The breast meridian may be obvious while upright in a smaller breast. In a very wide or pendulous breast, it will be set at 11 to 13 cm from the midline—based on chest width. Once the proposed nipple–areolar location and IMF are marked, the width of the resection is marked; this will be the distance from a vertical line imagined up from the breast meridian with the breast first moved medially and then laterally. I use the same tension that gravity imparts on the breast laterally to move the breast medially. The ends of the limbs of the inverted V are connected to the 12-cm mark at the IMF (▶Fig. 33.4).
33.2.2 Tumescent Infiltration
After marking is complete, the operation begins with the patient supine. Tumescent solution is infiltrated into the tissue lateral to the anterior axillary line. Tumescent solution can also be used along the IMF for hemostasis. Typically, 500 mL is used per side. Doing this early allows for the best effect from the epinephrine and also absorption of some of the crystalloid. This allows for a truer estimation of the degree of fat removed. Some tumescent solution may also be infiltrated inferiorly if a vertical style closure is selected. Liposuction inferiorly in this method minimizes “dog-ears” and facilitates tissue contraction. Liposuction is used at the ends of the horizontal incision in the “inverted-T Wise pattern” closure, to minimize “dog-ears” in this location.

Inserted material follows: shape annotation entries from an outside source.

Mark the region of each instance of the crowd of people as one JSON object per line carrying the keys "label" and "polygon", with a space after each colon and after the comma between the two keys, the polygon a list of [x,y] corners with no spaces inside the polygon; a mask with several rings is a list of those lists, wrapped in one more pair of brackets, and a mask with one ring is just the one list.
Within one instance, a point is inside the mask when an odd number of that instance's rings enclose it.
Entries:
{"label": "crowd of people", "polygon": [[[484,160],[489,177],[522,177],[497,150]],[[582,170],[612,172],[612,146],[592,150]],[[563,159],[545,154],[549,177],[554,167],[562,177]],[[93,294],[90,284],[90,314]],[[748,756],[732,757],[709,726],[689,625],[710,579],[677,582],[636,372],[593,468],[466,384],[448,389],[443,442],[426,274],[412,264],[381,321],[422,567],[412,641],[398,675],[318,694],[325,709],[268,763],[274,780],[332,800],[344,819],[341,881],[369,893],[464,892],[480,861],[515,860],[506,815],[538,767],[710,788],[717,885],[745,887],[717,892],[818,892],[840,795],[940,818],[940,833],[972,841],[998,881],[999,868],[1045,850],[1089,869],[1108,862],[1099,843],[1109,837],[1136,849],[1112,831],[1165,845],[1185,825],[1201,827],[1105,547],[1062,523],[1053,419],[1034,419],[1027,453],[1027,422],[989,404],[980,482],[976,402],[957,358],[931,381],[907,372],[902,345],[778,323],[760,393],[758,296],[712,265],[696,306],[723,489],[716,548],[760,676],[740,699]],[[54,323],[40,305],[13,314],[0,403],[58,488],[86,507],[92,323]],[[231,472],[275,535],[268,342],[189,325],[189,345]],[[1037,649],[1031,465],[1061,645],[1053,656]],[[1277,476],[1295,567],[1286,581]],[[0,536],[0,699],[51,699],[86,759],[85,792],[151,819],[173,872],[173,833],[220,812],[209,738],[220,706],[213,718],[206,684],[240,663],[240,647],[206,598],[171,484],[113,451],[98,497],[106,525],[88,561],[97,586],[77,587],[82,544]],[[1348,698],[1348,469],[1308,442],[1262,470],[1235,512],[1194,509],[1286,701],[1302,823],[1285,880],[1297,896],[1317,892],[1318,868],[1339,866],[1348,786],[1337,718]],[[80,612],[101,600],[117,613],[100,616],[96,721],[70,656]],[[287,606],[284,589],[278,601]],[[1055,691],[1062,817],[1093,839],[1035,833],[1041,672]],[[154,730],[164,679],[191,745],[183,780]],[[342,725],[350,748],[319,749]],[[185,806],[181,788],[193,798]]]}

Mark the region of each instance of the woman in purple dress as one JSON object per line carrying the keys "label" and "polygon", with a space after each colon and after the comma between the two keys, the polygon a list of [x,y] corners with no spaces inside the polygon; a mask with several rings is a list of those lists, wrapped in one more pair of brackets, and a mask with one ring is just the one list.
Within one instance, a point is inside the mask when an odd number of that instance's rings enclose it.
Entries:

33.2.3 Pedicle Deepithelialization
The nipple–areola is reduced to a diameter of approximately 4 cm. The area in the inverted V and outside of the proposed smaller areola is now deepithelialized. The breast tissue/parenchyma remaining with the inverted T of deepithelialized tissue will become the superomedial pedicle (▶Fig. 33.5).
33.2.4 Parenchymal Resection
The IMF incision is made and the breast is lifted off the deep surface of the superficial fashion over the lower pectoralis major, serratus anterior, rectus abdominis, external oblique muscles, and up to the level where the areola will be repositioned. Proceeding medial to lateral—allowing gravity to retract the tissues, the breast tissue and skin in the area inferior to the pedicle area is excised. The tissue under the pedicle (in the inverted V) is now tapered at a 45-degree angle until the chest wall muscle fascia is reached (▶Fig. 33.6).
The area for lateral tissue resection is marked. This lateral parenchymal resection will narrow the breast and reduce superior lateral fullness when the breast is closed. This resection allows further reduction in the region of breast fullness and hypertrophy while preserving the functional components of the breast (▶Fig. 33.7).
If liposuction is performed, it is convenient to complete it before the lateral resection at the level of the anterior axillary line is complete. This also allows for a smoother transition laterally—tapered with the liposuction, rather than excision (▶Fig. 33.8).